Restiamo in Belgio, con un’altra proposta. A lanciarla è il marchio Palm (Londerzeel), attraverso la sua – diciamo così – divisione craft, quel microbirrificio De Hoorn nel quale ebbe inizio la storia di Palm (nel 1686) e al quale giusto un anno fa o poco più è stata data nuova vita, con l’obiettivo di creare un laboratorio in cui i birrai del gruppo abbiano modo di esprimere la loro creatività. Ebbene, dalla sala di cottura del piccolo impianto sperimentale, esce la Saison d’Henriette, etichetta (da 5.8 gradi alcolici) della serie Arthur’s Legacy, dedicata alla figura di Arthur Van Roy, prozio – e, ai suoi tempi, titolare dell’azienda di famiglia – del proprietario attuale, Jan Toye. Un’ultima fatica, questa del brand fiammingo, che – nonostante tutto il contenuto tradizional-sentimentale (Henriette era la moglie di Arthur) e nonostante la nutrita squadriglia di luppoli utilizzati (Saaz, Hallertau Mittelfrüh, Golding e Hersbrucker) – è stata accolta dalla critica in modo a onor del vero tiepido.

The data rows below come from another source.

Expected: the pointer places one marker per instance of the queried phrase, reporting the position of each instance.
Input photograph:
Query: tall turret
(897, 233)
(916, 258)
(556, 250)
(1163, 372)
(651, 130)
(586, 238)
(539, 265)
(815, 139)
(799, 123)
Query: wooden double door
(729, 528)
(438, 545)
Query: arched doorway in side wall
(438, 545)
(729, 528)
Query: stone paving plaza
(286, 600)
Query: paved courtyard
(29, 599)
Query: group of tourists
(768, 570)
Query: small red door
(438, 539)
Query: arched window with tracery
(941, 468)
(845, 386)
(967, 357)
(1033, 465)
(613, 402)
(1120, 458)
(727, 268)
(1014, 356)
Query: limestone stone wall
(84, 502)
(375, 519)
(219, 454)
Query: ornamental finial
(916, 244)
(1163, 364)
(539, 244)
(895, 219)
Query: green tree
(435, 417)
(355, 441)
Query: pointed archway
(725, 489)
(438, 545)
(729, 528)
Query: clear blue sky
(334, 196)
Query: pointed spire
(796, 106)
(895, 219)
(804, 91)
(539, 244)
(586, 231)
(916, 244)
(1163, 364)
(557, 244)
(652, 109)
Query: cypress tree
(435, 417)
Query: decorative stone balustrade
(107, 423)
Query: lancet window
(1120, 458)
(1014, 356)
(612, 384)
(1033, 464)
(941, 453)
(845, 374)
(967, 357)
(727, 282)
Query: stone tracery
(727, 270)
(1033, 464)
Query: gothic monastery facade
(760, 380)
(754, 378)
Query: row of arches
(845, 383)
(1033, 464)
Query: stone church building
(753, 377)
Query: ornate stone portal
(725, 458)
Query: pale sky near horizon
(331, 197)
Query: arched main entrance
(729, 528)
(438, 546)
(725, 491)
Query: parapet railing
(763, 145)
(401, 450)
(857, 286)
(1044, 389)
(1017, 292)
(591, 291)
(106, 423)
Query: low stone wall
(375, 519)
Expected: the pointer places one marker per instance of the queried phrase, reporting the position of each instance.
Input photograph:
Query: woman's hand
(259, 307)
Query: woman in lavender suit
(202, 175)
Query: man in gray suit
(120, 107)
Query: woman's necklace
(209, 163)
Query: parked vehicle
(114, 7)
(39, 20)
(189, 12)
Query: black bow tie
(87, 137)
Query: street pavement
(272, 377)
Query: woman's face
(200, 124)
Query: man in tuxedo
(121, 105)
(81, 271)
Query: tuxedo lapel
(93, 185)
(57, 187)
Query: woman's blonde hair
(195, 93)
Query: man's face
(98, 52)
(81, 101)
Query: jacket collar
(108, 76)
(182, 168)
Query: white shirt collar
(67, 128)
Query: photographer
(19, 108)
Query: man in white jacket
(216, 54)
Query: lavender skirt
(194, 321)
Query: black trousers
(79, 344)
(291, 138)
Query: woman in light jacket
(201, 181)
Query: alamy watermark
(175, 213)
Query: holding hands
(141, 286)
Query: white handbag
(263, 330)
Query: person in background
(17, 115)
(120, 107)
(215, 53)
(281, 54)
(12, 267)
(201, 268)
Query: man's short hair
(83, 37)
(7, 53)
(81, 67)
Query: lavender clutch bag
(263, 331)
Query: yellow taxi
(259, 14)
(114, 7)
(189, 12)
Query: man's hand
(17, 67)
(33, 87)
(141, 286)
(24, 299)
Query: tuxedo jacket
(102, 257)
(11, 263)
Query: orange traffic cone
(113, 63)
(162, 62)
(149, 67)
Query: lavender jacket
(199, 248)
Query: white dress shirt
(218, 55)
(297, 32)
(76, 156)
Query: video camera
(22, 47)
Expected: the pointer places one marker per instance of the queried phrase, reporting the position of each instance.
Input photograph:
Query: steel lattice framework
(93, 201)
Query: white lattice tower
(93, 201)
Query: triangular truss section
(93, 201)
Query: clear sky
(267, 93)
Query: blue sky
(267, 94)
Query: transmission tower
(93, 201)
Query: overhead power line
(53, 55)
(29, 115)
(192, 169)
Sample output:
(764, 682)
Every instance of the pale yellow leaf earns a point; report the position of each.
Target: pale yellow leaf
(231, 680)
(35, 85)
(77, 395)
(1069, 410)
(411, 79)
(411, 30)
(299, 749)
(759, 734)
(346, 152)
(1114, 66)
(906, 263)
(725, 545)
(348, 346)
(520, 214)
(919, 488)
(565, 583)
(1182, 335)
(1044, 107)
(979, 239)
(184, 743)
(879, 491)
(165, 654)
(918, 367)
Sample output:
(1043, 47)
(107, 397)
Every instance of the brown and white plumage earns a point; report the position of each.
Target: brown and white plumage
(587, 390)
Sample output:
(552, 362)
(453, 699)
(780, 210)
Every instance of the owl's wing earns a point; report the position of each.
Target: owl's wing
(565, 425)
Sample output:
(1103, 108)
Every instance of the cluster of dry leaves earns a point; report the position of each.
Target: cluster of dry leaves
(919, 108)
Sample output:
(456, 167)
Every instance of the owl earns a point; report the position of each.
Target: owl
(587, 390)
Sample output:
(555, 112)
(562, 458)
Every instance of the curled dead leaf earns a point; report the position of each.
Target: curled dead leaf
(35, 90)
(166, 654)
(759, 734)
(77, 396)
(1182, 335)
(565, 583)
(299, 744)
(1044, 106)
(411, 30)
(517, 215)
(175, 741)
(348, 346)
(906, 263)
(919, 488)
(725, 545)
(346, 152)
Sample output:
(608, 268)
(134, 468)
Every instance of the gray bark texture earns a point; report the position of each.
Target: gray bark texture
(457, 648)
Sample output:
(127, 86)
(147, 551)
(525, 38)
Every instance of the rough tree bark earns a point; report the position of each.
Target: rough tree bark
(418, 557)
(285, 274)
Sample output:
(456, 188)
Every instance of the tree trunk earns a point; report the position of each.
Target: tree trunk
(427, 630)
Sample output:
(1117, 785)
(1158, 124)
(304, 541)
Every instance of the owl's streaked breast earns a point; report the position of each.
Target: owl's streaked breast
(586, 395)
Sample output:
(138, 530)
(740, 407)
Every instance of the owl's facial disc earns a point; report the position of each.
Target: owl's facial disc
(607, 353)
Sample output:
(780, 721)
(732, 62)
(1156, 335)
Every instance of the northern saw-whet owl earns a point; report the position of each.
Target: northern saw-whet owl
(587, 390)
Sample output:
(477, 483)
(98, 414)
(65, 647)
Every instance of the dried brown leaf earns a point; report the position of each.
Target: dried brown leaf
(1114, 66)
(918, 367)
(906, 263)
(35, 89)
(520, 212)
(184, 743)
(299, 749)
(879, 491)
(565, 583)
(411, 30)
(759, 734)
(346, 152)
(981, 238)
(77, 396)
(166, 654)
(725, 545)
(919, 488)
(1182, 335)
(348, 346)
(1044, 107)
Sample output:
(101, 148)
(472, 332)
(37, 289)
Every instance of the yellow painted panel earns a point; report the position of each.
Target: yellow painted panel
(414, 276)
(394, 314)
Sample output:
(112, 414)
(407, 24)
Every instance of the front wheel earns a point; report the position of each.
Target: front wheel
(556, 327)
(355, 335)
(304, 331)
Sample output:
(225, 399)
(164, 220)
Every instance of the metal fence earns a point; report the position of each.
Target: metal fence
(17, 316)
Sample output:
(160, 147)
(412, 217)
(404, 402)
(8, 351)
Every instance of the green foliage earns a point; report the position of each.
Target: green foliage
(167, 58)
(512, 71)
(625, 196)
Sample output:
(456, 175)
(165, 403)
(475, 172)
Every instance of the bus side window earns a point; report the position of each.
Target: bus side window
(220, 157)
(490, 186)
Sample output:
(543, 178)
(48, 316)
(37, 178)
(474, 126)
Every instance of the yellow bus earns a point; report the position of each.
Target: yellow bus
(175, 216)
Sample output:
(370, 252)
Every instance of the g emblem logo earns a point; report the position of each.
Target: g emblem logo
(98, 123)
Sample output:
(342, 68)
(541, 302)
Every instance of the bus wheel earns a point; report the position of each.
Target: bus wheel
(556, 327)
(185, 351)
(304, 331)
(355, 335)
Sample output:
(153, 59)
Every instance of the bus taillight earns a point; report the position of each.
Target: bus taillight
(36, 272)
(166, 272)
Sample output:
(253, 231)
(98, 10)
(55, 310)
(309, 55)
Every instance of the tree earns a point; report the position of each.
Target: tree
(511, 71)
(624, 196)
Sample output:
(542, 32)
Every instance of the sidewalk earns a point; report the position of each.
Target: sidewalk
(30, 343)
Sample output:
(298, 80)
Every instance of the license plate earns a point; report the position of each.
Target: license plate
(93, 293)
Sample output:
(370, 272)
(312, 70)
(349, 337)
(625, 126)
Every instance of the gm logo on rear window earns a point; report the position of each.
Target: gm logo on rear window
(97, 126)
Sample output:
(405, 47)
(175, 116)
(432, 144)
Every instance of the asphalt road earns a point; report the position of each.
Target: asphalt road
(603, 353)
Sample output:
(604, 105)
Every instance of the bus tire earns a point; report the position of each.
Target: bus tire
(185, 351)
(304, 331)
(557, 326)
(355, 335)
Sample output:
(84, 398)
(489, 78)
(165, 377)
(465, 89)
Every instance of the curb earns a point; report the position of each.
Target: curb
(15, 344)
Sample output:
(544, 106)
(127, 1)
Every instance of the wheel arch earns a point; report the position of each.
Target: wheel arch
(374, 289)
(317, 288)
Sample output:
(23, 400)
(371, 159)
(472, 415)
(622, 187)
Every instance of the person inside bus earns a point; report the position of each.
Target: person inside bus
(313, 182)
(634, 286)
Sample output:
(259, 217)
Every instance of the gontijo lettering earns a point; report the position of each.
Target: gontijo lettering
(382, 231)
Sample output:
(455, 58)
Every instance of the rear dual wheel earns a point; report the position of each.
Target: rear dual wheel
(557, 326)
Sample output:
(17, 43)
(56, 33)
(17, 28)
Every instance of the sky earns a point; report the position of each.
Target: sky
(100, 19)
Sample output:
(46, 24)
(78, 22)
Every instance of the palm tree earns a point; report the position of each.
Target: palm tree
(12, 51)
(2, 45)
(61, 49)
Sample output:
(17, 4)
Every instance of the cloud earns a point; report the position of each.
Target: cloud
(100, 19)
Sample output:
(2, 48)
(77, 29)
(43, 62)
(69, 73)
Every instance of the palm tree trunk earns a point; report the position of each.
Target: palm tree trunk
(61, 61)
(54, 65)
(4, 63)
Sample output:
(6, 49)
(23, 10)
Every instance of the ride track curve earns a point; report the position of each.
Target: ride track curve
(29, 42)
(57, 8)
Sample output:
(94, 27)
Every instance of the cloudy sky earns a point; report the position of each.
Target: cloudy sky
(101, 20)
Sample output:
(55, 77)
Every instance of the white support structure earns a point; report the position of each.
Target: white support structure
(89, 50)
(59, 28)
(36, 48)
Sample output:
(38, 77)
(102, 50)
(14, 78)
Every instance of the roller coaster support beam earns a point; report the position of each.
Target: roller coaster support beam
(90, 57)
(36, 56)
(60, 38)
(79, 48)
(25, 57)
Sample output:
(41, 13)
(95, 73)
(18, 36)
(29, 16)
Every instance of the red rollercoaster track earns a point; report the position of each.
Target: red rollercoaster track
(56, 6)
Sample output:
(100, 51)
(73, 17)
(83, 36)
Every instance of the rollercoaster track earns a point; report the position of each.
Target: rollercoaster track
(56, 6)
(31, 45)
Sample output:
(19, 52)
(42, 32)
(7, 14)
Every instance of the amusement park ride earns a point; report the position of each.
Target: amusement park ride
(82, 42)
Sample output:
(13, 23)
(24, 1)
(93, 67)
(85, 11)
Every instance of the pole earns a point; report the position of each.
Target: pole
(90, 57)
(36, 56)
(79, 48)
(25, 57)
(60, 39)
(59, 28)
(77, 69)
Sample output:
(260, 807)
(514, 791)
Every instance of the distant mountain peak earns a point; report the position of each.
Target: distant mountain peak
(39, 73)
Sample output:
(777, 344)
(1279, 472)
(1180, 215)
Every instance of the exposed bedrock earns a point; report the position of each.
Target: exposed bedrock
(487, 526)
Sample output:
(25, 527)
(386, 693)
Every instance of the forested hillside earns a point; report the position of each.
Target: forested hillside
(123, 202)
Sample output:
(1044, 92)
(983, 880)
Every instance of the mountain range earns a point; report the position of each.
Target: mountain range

Facendo rotta a est, consensi entusiastici, invece, hanno accolto la performance stagionale dei ragazzi di AleBrowar (polacchi di Leborrk: una beerfirm, ma assai quotata), che – con probabile senso dell’ironia – commercializzano sotto la classificazione di American Golden Ale quello che in realtà è un cingolato da 7.7%. All’anima della Golden, insomma: la Last Cut ha corazza invernale, pur se applicata a un dna sensoriale tipicamente Usa, fatto di agrumi, frutta esotica e non (pesche), caramellature (nella fattispecie sostanziose).
Ci porta poi oltremanica la cronaca birraria relativa alle incessanti attività dei gallesi di Tiny Rebel (Newport), che in collaborazione con gli inglesi di Hawkshead (Staveley, Cumbria), danno le gambe a una cotta a quattro mani in cui si fondono due anime stilistiche: la White Hawk Down è infatti una White Ipa che assomma malto d’orzo, frumento crudo, un tocco d’avena, coriandolo e scorze d’arancia amara sivigliana (fondamentali da Witbier), per finire con una luppolatura da India Pale Ale a stelle e strisce, nella quale troviamo varietà neozelandesi e, appunto, americane, tra cui la new entry Jarrylo. Il nome è quello di un dio slavo della fertilità: le note aromatiche – corrispondentemente – sono quelle primaverili della frutta matura, in specie pera e banana. Bevuta insomma rinfrescante, per un totale di 6 gradi alcolici.